Dans le parc du Château de Florans, les cigales s’arrêtent peu à peu de chanter et laissent place au son humainement organisé. Au programme ce soir-là, les sonates pour violon et piano de Brahms interprétées par le violoniste français Renaud Capuçon et le pianiste américain Nicholas Angelich.

Renaud Capuçon - Nicholas Angelich - Parc du Château de Florans © Christophe Grémiot
Renaud Capuçon - Nicholas Angelich - Parc du Château de Florans
© Christophe Grémiot

Une soirée entièrement dédiée à Brahms est l’occasion de se familiariser un peu plus avec un compositeur dont on connaît avant tout certains airs de danses hongroises et quelques mouvements de symphonies. Or, sa musique ne se résume pas à ces mélodies facilement mémorisables. Les sonates pour violon et piano, sommets du répertoire de la musique de chambre, nous viennent du Brahms de la maturité. Il a quarante-six ans lorsqu’il écrit la première sonate qui nous est parvenue, plus de cinquante ans quand il écrit les deux suivantes, et a déjà composé à ce moment-là une grande partie de son œuvre. Auparavant, Brahms s’était déjà consacré au genre de la sonate pour violon et piano mais avait détruit ses premiers essais qu’il jugeait trop imparfaits. Les œuvres que nous pouvons entendre aujourd’hui témoignent donc d’un style sûr, affirmé. Les motifs mélodiques variés abondent, s’entremêlent et forment un tissu musical empreint d’un puissant lyrisme. L’enjeu pour les interprètes consiste alors à trouver le subtil équilibre entre les différentes voix du discours musical.
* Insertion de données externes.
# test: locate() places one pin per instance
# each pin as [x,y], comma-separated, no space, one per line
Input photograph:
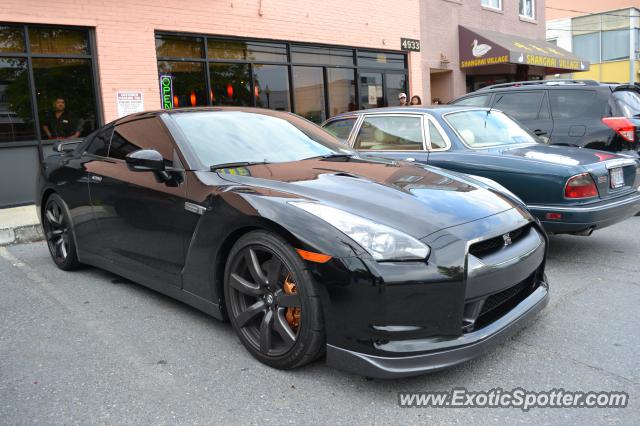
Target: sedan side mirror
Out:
[145,160]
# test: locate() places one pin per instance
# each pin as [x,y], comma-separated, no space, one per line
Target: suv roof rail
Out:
[557,82]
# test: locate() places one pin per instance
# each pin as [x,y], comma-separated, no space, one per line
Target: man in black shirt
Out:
[59,124]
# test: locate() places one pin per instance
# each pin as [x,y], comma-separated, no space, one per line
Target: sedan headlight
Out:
[382,242]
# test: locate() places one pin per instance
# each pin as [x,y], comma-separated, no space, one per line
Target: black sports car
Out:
[263,218]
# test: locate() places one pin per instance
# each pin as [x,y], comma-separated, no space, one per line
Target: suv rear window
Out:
[628,101]
[520,105]
[571,104]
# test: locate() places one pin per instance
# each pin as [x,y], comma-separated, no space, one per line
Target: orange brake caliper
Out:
[293,314]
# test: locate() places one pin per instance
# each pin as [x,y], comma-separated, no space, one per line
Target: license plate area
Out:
[616,177]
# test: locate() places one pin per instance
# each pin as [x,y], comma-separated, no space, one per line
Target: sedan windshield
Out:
[226,137]
[484,128]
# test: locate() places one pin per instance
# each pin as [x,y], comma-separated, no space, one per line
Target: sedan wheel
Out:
[59,234]
[272,302]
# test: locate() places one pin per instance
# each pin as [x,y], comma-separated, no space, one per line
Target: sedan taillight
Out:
[622,126]
[580,186]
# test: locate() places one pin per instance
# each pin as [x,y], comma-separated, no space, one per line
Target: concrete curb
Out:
[21,234]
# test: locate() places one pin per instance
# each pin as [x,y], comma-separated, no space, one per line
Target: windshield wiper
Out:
[231,165]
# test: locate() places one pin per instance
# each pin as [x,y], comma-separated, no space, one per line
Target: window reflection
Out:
[308,92]
[16,121]
[246,50]
[178,47]
[66,101]
[230,84]
[271,87]
[58,41]
[342,90]
[11,39]
[189,82]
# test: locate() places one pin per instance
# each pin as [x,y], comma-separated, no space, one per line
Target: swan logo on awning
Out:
[166,91]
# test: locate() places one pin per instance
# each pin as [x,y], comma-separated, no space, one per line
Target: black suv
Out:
[583,113]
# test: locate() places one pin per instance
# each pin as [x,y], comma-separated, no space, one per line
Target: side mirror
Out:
[145,160]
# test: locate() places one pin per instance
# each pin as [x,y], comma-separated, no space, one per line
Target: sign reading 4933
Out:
[409,44]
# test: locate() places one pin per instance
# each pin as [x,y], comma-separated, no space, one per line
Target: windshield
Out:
[628,101]
[483,128]
[221,137]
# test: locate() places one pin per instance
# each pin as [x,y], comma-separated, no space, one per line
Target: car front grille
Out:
[486,247]
[498,304]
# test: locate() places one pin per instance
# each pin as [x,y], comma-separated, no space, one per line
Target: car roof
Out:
[418,109]
[188,110]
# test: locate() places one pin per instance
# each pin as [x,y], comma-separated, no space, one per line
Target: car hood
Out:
[415,199]
[561,155]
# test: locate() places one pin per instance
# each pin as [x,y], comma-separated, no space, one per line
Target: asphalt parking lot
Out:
[90,347]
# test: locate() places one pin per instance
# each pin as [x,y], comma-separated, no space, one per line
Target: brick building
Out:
[68,68]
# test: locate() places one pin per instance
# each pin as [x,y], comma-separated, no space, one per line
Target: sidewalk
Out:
[19,225]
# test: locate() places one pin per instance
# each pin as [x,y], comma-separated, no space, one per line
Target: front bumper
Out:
[442,353]
[598,215]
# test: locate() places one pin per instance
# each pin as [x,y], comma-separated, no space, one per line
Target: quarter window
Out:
[435,137]
[401,133]
[480,100]
[148,133]
[341,128]
[522,105]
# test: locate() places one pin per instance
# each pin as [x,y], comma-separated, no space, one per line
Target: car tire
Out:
[262,297]
[58,231]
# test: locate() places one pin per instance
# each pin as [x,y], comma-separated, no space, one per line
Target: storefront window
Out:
[11,39]
[58,41]
[189,82]
[342,90]
[308,93]
[271,87]
[61,80]
[16,121]
[381,60]
[396,84]
[179,47]
[371,90]
[321,55]
[230,84]
[66,102]
[315,81]
[246,50]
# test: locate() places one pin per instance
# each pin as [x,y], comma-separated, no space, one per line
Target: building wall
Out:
[440,20]
[614,71]
[584,7]
[125,30]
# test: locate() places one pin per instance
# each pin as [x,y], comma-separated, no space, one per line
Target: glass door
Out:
[370,89]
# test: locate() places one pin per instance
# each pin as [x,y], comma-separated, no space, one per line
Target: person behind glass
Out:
[402,97]
[59,124]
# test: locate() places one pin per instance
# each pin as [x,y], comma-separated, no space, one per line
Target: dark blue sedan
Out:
[571,190]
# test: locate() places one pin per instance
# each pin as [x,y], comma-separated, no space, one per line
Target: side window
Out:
[520,105]
[571,104]
[480,100]
[391,133]
[437,141]
[147,133]
[341,128]
[99,145]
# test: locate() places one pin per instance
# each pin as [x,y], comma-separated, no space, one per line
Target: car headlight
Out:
[382,242]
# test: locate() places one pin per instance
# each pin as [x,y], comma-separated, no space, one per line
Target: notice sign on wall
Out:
[129,103]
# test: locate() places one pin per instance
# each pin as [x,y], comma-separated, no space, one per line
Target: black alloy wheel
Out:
[59,234]
[273,303]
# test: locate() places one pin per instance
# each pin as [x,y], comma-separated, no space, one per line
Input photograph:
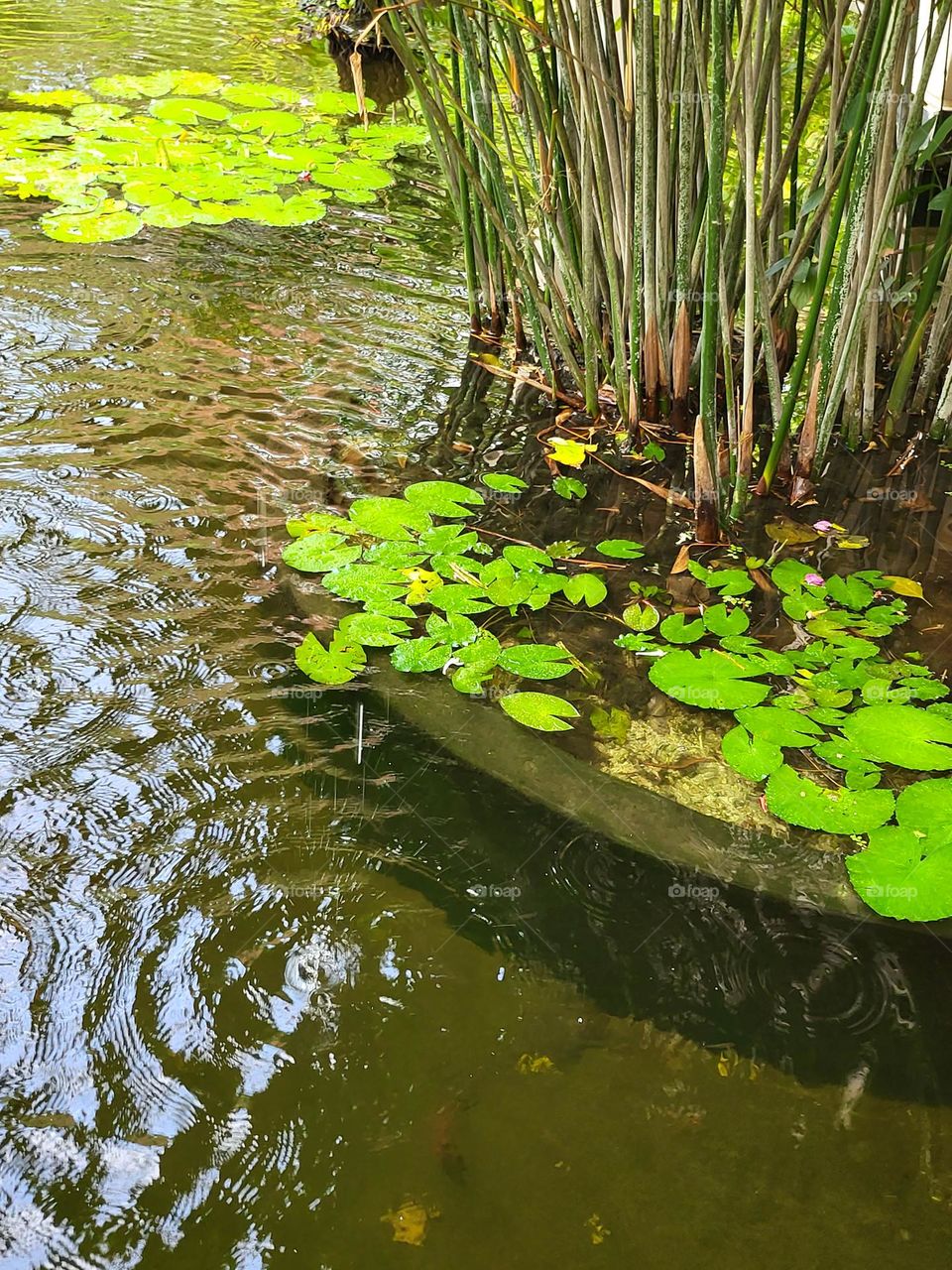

Avec son jeu raffiné, son toucher délicat, Nicholas Angelich fait chanter son instrument et se montre très à l’écoute de son partenaire. Renaud Capuçon, quant à lui, trouve à travers ces sonates de quoi mettre en valeur ses qualités expressives. Sa sonorité est ronde et chaleureuse, son vibrato généreux. Son style est résolument lyrique, avec des portamenti bien à propos. Il opte pour un jeu très à la corde, plein de douceur et en cela, il se rapproche davantage de l’interprétation d’un Yehudi Menuhin que de celle d’un David Oistrakh.

Les deux musiciens de cette soirée s’accordent pour nous livrer une interprétation d’un haut degré de raffinement et d’une grande tendresse. Seulement aurait-on souhaité entendre le violon plus en retrait et le piano plus présent lorsque ce dernier prend en charge la mélodie principale.

Le concert s’ouvrait avec la Sonate n° 1, de sentiment pastoral, élégiaque, parfois mélancolique, dans laquelle Brahms utilise le fragment de l’une de ses propres œuvres, le Regenlied  ou « lied de la pluie ». Peu à peu, l’oreille apprend à percevoir les finesses de cette musique incroyablement riche et dense.

La Sonate n° 2 qu’on pouvait entendre ensuite fait place au rêve et au merveilleux. Brahms la composa alors qu’il séjournait sur les bords du lac de Thun, en Suisse. Les deux musiciens réunis sur la scène de la Roque d’Anthéron rendent parfaitement l’esprit de l’œuvre. Le public retient son souffle lors de certains moments suspensifs, pianissimo et d’une grande poésie.

En début de deuxième partie de programme venait une pièce qu’il est assez rare d’entendre en concert : le troisième mouvement de la Sonate F-A-E, œuvre écrite conjointement par Brahms, Robert Schumann et Albert Dietrich en hommage à un ami commun, le violoniste Joseph Joachim. C’est Brahms qui en composa le scherzo que Renaud Capuçon et Nicholas Angelich interprètent pour nous… sur fond de lointains grondements de tonnerre. Tels sont les aléas de ces soirées estivales !

Mais le temps du Regenlied est révolu et l’orage s’écarte en faveur de la Sonate n° 3. Abondance mélodique du premier mouvement, légèreté des pizzicati du troisième, fougue du dernier… Restera par-dessus tout dans notre souvenir la sublime mélodie du second mouvement, cette mélodie simple, intérieure, dénudée, que les deux musiciens sculptent avec ferveur. L’œuvre de Brahms est rendue dans toute sa délicatesse, dans l’atmosphère si particulière de cette soirée orageuse.